Before Setting Out on Your Boat
Ensure that your boat is operating properly before heading out onto the water. Follow this pre-departure checklist to help you avoid any potential problems.
- Share your float plan with a friend or relative. Be sure to include your destination and expected time of return.
- Check fuel levels and add as necessary.
- Check your engine. For in-board engines, open the hatch to look for fuel or fluid (oil, coolant, etc.) leakage or excess water in the bilge, or the lowest section inside of a boat. For outboard engines, check the fuel system for leaks or heavy gas odor. Excessive fuel vapors from either engine type can be a sign of a serious problem.
- Ensure all lights are functioning and in place.
- Check for any electrical issues such as loose, disconnected or corroded conductors.
- Test radio/communications devices.
- Run blowers to evacuate fumes and vapors from the bilge prior to starting your engine.
- Attach your boat and vehicle keys to a floating bobber.
- Check the local weather, sea reports and boating forecasts. As the operator of the boat, you have a responsibility to pay attention to the weather and should not head out if adverse conditions are expected.
- Have an emergency/evacuation plan in place, and go over it with your passengers.
- Review the vessel’s controls, location of personal flotation devices and location of fire extinguishers with your passengers.
What to Take Aboard
No matter how careful you, your passengers and fellow boaters may be, accidents can still happen. In the event of an incident, you should always have these items with you while you are out on your boat:
- Boat certificate and registration.
- Towing policy paperwork (if you have one).
- Personal flotation device (PFD) —with protective packaging removed—for each passenger.
- Charged and functioning fire extinguisher.
- Fully-stocked boating emergency/survival kit.
Staying Safe on the Water
Having a good time while out on the water includes getting everyone back to shore safely. Whether you are navigating or just along for the ride, everyone plays a critical role in boating safety. Be sure you and your passengers practice these safe boating behaviors on every outing:
- Do not exceed the number of passengers safely allowed on your vessel.

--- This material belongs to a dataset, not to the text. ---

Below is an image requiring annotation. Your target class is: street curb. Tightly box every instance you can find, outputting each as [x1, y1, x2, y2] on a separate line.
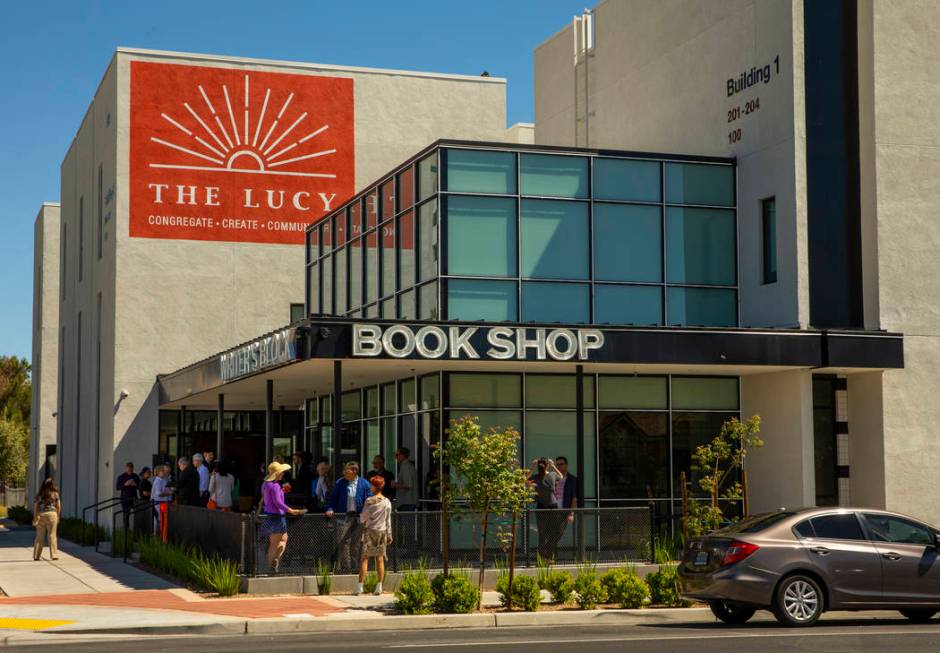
[40, 608, 712, 635]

- Make sure all passengers remain in their proper, seated positions on the boat while it is in motion.
- Children should wear a PFD at all times – this is required by law in some states, so be sure to check local laws, rules and regulations. Adults should consider wearing them as well, and at a minimum, they should be readily available.

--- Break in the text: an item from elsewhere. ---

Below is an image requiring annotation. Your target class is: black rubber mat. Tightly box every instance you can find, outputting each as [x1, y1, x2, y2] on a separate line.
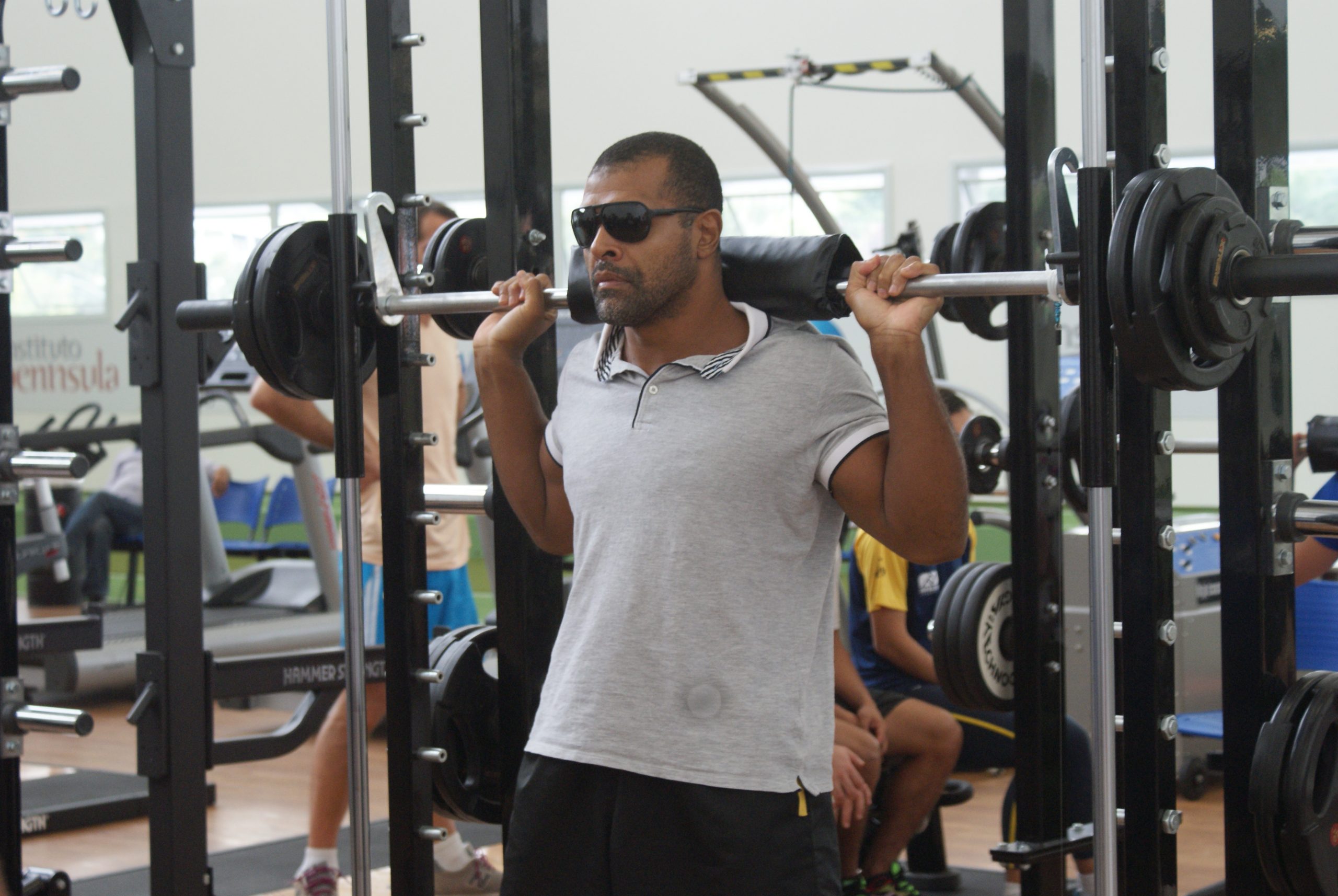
[74, 821, 505, 896]
[102, 606, 293, 640]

- Shut off the engine while passengers are loading and unloading for recreational activities such as tubing, waterskiing, wakeboarding and swimming.
- Monitor gauges at the helm (voltage, temperature, fuel) to help promote safe operation and identify any issues as soon as possible.
- Be aware of your surroundings, like water conditions and other vessels, to help you react to any potential dangers in a timely manner.
- The primary and backup operator (if you have one) should abstain from consuming any alcoholic beverages prior to or during the outing.